Prior research has identified abnormal platelet procoagulant responses in COVID-19. Coated-platelets, a form of procoagulant platelets, support thrombin formation and are elevated in ischemic stroke patients with increased risk for recurrent infarction. Our goal was to examine changes in coated-platelet levels over the course of COVID-19 infection and determine their association with disease severity, thrombosis, and death. Coated-platelet levels were assayed after admission and repeated weekly in COVID-19 patients, and in COVID-19 negative controls. Receiver operator characteristic (ROC) analysis was used to calculate area under the curve (AUC) values for a model including baseline coated-platelets to predict death. Kaplan–Meier and Cox proportional hazards analysis was used to predict risk for death at 90 days. We enrolled 33 patients (22 with moderate and 11 with severe infection) and 20 controls. Baseline coated-platelet levels were lower among moderate (mean ± SD; 21.3 ± 9.8%) and severe COVID-19 patients (28.5 ± 11.9%) compared to controls (38.1 ± 10.4%, p < 0.0001). Coated-platelet levels increased during follow-up in COVID-19 patients by 7% (relative) per day from symptom onset (95% CI 2–12%, p = 0.007). A cut-off of 33.9% for coated-platelet levels yielded 80% sensitivity and 96% specificity for death at 90 days, with resulting AUC of 0.880 (95% CI 0.680–1.0, p = 0.0002). The adjusted hazard ratio for death in patients with coated-platelet levels > 33.9% was 40.99 when compared to those with levels ≤ 33.9% (p < 0.0001). Platelet procoagulant potential is transiently decreased in most patients during COVID-19; however, increased baseline platelet procoagulant levels predict death. Defining the mechanisms involved and potential links with aging may yield novel treatment targets.
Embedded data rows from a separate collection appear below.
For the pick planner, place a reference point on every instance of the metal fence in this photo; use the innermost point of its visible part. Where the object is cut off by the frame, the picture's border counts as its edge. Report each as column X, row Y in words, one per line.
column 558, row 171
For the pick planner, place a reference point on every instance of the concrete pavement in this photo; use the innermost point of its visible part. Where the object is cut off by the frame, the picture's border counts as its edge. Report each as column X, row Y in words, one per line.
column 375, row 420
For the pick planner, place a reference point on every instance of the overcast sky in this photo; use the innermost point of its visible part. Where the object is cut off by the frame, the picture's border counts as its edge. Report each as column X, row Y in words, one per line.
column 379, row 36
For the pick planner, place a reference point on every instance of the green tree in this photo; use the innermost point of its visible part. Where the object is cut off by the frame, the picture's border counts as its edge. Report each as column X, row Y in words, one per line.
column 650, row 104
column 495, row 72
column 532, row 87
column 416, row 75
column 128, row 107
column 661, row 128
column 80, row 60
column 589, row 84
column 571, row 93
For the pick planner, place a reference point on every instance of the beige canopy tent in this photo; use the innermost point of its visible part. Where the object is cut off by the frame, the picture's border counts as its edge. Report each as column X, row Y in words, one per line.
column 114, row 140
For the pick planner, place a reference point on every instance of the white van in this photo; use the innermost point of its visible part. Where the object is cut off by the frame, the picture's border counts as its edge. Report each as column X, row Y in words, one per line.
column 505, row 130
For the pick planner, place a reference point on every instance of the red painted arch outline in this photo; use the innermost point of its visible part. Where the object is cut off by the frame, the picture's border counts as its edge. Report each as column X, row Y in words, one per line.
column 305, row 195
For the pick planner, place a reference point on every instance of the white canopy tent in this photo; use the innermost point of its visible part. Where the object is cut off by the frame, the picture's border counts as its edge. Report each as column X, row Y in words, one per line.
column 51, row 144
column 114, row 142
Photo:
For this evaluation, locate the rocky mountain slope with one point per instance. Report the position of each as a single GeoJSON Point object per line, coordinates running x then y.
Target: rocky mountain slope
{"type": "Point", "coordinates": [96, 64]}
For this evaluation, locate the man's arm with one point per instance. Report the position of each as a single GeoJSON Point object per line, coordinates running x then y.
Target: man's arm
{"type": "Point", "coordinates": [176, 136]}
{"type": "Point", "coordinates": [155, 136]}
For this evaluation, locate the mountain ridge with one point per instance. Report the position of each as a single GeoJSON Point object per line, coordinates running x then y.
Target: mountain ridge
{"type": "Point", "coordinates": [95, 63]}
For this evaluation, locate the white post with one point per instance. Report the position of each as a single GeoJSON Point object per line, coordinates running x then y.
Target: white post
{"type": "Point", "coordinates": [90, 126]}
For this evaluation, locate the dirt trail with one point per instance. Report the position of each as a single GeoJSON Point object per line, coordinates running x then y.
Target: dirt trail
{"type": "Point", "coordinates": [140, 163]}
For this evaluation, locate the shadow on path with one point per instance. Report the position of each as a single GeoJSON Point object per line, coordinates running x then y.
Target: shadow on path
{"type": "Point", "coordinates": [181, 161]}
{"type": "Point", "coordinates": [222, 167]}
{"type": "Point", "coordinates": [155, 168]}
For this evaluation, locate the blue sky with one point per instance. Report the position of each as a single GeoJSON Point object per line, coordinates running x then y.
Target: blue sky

先前的研究已经确定了 COVID-19 中异常的血小板促凝反应。涂层血小板是促凝血小板的一种形式，支持凝血酶的形成，并且在缺血性中风患者中升高，复发性梗塞的风险增加。我们的目标是检查在 COVID-19 感染过程中涂层血小板水平的变化，并确定它们与疾病严重程度、血栓形成和死亡的关联。在 COVID-19 患者和 COVID-19 阴性对照中，在入院后测定涂层血小板水平并每周重复一次。接受者操作特征 (ROC) 分析用于计算模型的曲线下面积 (AUC) 值，该模型包括用于预测死亡的基线涂层血小板。Kaplan-Meier 和 Cox 比例风险分析用于预测 90 天时的死亡风险。我们招募了 33 名患者（22 名中度感染，11 名重度感染）和 20 名对照。与对照组 (38.1 ± 10.4%, p < 0.0001) 相比，中度（平均值 ± SD；21.3 ± 9.8%）和重度 COVID-19 患者（28.5 ± 11.9%）的基线涂层血小板水平较低。在 COVID-19 患者的随访期间，从症状出现开始，涂层血小板水平每天增加 7%（相对）（95% CI 2–12%，p = 0.007）。90 天时，涂层血小板水平的临界值为 33.9%，对死亡的敏感性为 80%，特异性为 96%，AUC 为 0.880（95% CI 0.680–1.0，p = 0.0002）。与水平≤ 33.9% 的患者相比，涂层血小板水平 > 33.9% 的患者的调整后死亡风险比为 40.99 (p < 0.0001)。在 COVID-19 期间，大多数患者的血小板促凝潜力暂时降低；然而，增加的基线血小板促凝水平预示着死亡。定义所涉及的机制以及与衰老的潜在联系可能会产生新的治疗目标。